Beyaz Saray Protokolü! - Özgen Acar

Devletlerin uluslararası “protokol” kurallarının temelinde “karşılıklılık” ve “denklik” geçerlidir.
Türkiye’ye ABD’den yüksek düzeyde bir komutan geldiğinde Genelkurmay başkanı, milli savunma bakanı ile görüşmesi gibi olağan ziyaretlerin ardından başbakan ve hatta bazen cumhurbaşkanı bile kabul etmektedir!
Buna karşılık Vaşington’a giden Türk Genelkurmay başkanını, bırakın ABD başkanını, yardımcısı bile kabul etmez… Hatta Türk dışişleri bakanı cumhurbaşkanı ya da başbakan ile gitmemişse Beyaz Saray’a kabul edilmez. ABD’de bu uygulamanın dışına iki kez çıkıldığını anımsıyorum.
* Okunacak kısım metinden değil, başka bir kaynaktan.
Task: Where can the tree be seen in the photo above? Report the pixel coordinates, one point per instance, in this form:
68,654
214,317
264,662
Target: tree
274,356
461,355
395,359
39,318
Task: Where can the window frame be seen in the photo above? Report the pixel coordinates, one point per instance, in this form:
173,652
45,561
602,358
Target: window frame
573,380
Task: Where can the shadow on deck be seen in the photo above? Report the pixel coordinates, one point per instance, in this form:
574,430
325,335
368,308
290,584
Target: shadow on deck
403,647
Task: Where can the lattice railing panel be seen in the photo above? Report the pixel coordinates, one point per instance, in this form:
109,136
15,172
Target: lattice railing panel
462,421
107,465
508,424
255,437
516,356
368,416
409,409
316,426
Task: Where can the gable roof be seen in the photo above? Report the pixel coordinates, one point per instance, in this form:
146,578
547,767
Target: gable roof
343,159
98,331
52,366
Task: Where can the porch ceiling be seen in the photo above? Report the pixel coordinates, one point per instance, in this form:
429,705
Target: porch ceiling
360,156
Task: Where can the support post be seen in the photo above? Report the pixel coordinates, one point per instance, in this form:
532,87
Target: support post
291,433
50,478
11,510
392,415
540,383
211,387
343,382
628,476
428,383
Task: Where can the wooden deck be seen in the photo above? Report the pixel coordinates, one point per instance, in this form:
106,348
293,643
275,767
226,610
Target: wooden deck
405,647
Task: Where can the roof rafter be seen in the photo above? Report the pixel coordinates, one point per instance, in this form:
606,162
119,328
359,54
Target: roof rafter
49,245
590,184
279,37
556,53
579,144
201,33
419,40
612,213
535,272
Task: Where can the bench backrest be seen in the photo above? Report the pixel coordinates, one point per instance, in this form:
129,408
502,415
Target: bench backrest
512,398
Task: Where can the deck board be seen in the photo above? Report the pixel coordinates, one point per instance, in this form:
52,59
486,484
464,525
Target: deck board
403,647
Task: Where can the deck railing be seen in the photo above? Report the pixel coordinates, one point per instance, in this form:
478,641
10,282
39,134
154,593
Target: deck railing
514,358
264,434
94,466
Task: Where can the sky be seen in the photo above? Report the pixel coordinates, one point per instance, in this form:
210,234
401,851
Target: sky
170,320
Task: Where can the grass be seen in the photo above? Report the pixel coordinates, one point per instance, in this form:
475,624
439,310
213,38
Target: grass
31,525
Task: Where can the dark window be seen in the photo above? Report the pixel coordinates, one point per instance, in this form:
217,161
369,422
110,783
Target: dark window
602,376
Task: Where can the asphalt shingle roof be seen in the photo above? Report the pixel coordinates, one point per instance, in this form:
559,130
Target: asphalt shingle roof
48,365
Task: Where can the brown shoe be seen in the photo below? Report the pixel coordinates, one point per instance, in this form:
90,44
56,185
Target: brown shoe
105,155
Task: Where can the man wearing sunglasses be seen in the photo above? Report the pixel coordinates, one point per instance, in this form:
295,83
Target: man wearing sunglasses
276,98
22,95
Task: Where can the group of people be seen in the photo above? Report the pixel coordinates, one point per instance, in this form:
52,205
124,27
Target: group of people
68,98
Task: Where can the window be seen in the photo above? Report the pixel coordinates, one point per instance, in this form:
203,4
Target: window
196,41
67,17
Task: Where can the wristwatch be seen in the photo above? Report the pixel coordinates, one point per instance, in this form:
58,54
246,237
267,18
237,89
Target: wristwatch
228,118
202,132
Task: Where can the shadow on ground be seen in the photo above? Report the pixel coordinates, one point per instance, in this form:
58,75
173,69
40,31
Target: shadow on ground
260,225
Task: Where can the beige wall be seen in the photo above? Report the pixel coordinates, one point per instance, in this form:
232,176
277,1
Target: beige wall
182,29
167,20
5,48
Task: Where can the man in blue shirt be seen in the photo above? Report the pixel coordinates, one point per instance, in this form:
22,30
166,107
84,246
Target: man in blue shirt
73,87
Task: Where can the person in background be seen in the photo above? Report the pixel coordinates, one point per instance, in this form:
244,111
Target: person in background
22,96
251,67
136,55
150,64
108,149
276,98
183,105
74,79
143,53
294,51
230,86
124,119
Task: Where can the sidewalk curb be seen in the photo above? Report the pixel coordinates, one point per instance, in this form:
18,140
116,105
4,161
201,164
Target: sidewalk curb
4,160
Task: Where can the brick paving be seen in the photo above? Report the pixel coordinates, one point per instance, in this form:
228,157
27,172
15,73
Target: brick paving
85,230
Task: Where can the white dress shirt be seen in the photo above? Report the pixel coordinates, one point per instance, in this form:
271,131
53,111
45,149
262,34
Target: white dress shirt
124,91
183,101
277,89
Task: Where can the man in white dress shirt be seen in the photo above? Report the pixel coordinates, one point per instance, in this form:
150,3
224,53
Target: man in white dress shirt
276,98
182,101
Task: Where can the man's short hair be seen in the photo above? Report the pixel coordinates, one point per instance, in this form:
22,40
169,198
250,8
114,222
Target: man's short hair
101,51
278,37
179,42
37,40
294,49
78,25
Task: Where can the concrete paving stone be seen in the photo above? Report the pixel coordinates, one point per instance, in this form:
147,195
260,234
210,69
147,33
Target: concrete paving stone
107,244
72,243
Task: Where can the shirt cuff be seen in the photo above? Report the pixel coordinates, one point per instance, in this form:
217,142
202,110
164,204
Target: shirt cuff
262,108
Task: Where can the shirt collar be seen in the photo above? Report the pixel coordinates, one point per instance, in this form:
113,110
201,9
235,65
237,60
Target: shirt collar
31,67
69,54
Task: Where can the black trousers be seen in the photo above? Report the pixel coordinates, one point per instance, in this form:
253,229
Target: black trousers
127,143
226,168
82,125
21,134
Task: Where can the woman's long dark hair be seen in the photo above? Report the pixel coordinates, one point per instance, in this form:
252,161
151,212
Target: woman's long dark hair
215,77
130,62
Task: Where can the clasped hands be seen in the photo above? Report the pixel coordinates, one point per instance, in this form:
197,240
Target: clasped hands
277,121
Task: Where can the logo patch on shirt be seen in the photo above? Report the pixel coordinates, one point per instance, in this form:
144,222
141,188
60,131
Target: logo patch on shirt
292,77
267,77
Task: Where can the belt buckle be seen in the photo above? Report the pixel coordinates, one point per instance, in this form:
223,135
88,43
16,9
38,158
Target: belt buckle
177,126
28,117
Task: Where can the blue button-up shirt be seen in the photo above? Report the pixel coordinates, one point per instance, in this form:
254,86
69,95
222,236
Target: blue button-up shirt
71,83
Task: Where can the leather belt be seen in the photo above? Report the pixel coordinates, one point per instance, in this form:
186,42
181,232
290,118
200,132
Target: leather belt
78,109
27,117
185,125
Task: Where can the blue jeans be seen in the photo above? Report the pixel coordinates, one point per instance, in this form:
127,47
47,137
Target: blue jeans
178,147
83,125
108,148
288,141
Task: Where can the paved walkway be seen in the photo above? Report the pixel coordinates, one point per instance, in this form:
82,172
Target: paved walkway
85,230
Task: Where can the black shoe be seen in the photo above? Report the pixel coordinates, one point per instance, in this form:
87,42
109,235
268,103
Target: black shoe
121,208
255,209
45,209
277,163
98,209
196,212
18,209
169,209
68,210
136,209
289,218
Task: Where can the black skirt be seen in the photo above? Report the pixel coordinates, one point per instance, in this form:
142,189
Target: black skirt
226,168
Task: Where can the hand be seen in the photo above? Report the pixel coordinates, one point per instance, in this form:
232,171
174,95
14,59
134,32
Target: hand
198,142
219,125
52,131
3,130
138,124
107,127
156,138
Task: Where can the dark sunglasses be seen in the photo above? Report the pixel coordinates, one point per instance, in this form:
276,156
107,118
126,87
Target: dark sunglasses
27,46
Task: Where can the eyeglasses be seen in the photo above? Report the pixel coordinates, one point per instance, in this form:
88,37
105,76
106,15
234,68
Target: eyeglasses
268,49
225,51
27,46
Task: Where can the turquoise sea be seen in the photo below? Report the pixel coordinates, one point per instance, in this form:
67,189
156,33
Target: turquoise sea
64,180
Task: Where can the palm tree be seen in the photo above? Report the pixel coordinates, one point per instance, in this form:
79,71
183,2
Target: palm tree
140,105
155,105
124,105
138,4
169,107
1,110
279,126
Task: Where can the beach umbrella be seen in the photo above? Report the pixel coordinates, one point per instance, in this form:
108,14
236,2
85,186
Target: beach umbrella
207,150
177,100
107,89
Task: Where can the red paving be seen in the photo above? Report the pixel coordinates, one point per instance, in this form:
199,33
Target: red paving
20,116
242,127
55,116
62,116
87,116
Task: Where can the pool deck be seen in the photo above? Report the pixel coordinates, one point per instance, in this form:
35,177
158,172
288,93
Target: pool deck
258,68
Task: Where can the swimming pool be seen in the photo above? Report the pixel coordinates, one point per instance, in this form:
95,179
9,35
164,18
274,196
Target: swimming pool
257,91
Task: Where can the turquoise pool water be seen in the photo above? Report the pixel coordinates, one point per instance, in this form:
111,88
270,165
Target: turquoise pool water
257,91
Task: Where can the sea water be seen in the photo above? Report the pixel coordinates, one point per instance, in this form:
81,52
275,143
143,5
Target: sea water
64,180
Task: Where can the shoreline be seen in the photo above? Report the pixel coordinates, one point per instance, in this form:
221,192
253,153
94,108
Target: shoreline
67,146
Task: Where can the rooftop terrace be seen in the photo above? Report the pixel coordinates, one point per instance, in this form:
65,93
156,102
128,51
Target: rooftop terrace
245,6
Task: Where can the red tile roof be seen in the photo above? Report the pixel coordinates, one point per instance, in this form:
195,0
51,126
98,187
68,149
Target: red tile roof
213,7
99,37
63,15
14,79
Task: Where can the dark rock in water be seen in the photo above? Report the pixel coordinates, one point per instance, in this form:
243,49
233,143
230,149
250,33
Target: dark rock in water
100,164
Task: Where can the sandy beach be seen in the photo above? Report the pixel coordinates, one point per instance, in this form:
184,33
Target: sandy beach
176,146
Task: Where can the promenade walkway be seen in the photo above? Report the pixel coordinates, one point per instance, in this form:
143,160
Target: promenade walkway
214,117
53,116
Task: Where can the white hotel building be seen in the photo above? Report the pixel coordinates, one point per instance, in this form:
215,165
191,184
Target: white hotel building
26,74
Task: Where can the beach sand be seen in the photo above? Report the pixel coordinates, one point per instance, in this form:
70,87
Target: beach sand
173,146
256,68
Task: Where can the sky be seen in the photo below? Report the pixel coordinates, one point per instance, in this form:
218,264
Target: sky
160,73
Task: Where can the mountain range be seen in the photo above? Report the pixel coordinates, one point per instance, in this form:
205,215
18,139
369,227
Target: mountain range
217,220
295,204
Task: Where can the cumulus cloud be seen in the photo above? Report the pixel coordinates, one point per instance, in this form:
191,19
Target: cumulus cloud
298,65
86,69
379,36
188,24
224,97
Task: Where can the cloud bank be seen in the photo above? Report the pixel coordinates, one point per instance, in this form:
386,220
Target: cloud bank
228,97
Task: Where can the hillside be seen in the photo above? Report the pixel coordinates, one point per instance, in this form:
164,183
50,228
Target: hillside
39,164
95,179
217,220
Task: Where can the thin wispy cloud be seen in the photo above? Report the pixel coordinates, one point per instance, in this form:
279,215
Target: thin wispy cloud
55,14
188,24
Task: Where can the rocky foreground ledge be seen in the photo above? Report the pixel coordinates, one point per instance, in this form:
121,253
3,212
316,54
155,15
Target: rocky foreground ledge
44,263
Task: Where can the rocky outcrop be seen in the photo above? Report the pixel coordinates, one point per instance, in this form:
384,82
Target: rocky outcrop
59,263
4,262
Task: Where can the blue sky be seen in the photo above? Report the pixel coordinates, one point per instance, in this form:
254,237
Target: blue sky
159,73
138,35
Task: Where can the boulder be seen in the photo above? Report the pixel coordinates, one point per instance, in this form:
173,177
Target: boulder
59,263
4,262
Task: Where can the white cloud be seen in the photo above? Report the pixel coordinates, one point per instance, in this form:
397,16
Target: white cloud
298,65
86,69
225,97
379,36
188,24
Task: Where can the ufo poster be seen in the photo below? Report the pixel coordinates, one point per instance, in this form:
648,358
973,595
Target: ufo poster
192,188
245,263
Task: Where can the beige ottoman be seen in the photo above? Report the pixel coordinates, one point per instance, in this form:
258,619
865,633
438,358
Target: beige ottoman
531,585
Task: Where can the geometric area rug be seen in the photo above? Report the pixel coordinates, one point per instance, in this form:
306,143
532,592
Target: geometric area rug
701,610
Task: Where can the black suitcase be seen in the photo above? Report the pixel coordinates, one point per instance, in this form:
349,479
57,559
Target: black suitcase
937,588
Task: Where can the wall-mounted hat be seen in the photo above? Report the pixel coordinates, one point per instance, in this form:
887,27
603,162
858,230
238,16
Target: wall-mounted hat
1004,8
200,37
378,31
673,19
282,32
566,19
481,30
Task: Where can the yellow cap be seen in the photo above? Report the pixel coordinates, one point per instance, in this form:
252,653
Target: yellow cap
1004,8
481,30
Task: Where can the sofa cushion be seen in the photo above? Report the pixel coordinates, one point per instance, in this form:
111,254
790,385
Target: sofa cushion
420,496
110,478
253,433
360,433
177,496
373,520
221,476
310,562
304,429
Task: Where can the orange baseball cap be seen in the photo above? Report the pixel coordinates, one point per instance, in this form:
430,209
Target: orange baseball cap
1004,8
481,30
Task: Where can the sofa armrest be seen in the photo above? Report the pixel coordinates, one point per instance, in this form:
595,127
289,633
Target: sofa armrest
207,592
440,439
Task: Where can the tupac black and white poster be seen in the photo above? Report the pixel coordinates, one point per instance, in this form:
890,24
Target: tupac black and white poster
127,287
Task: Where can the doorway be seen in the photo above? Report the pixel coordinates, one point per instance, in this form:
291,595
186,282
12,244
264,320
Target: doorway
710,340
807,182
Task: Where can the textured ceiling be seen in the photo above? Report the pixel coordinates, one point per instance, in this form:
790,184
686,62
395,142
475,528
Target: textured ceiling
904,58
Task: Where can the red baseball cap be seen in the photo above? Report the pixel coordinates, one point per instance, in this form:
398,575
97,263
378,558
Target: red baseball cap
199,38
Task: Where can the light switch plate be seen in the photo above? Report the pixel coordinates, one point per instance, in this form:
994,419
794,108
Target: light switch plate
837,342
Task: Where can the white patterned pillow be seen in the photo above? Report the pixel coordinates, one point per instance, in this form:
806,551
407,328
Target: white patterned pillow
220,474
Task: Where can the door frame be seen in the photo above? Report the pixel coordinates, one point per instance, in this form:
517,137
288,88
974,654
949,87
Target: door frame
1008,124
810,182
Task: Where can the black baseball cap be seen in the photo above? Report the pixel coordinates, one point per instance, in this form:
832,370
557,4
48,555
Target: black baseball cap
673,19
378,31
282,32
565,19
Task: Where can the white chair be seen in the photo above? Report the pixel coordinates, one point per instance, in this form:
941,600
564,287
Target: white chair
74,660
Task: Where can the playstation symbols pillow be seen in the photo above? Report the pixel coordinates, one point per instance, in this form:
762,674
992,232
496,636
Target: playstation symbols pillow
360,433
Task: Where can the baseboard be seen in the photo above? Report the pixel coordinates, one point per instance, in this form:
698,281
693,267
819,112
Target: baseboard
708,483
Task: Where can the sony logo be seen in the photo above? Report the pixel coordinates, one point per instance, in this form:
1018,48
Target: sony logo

Birincisi… 10 Aralık 2002’de ABD Başkanı George V. Bush, Recep Tayyip Erdoğan’ı daha başbakan değilken “AKP Genel Başkanı” sıfatı ile kabul etmişti. ABD Başkanı’nın başka ülkelerden hangi parti başkanını kabul ettiğini doğrusu oldum olası merak etmişimdir. Ardından martta Erdoğan başbakan oldu. Bu ziyaret Erdoğan’a, ABD Başkanı Barack Husein Obama’nın açıkladığına göre bugün “beş adamından biri” olma yolunu açtı!
İkinci olay ise 4 Nisan’da yaşandı. Obama, Mesud Barzani’yi bir “devlet başkanı” gibi “Kürdistan lideri” olarak Beyaz Saray’da kabul etti. Öncesinde Başkan Yardımcısı Joe Biden, savunma ve dışişleri bakanları da Barzani ile görüştüler.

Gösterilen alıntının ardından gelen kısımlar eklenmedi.